Locals In This Turkish Village Communicate By Whistling
Even with all the classes available in high school and college, we never truly gain an understanding of language. Those who don’t go searching for the information will find it surprising that a great deal of language used is not spoken, but sometimes communicated through a series of esoteric noises.
In the remote village of Kuskoy, Turkey, its people communicate in a way that very few in the world do to this day. Using something called “Bird Language,” the residents communicate through a series of different whistles.
Why would anyone use whistles to communicate with each other, you ask? How else would you talk to someone on the other side of a cliff from you? Not only can you use Bird Language to talk to others at a great distance, but you can also relay messages as well as any spoken language.
— Simon Reeve (@simon_reeve) March 31, 2017
The villagers can still talk to distant neighbors by name, decline an invitation, or ask a question.

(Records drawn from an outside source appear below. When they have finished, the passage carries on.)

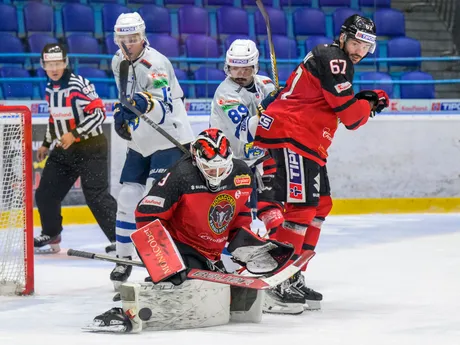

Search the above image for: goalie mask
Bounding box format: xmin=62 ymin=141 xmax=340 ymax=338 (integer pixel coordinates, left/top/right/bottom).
xmin=114 ymin=12 xmax=149 ymax=53
xmin=225 ymin=39 xmax=259 ymax=86
xmin=340 ymin=14 xmax=377 ymax=57
xmin=191 ymin=129 xmax=234 ymax=192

Because only 10,000 people ‘speak’ the language, the United Nations Educational Scientific, and Cultural Organization, or UNESCO for short, declared Bird Language and the place of origin endangered and necessary of protection.
50 years ago, the language spread across the Black Sea regions of Trabzon, Rize, Ordu, Artvin, and Bayburt.
Every year, the Turkish village holds a festival to celebrate this very old language, helping to preserve it in memory. Authorities of the district where Kuskoy is located, have required Bird Language lessons at the primary school level since 2014.
If you’re ever in Turkey, and you hear consistent whistling, you know that the residents are speaking Bird Language.
If you’re a big fan of whistling, why not take on the challenge of learning a language solely based in whistling? It will likely take years of practice, but once you learn, it doesn’t sound like something you’ll forget how to do.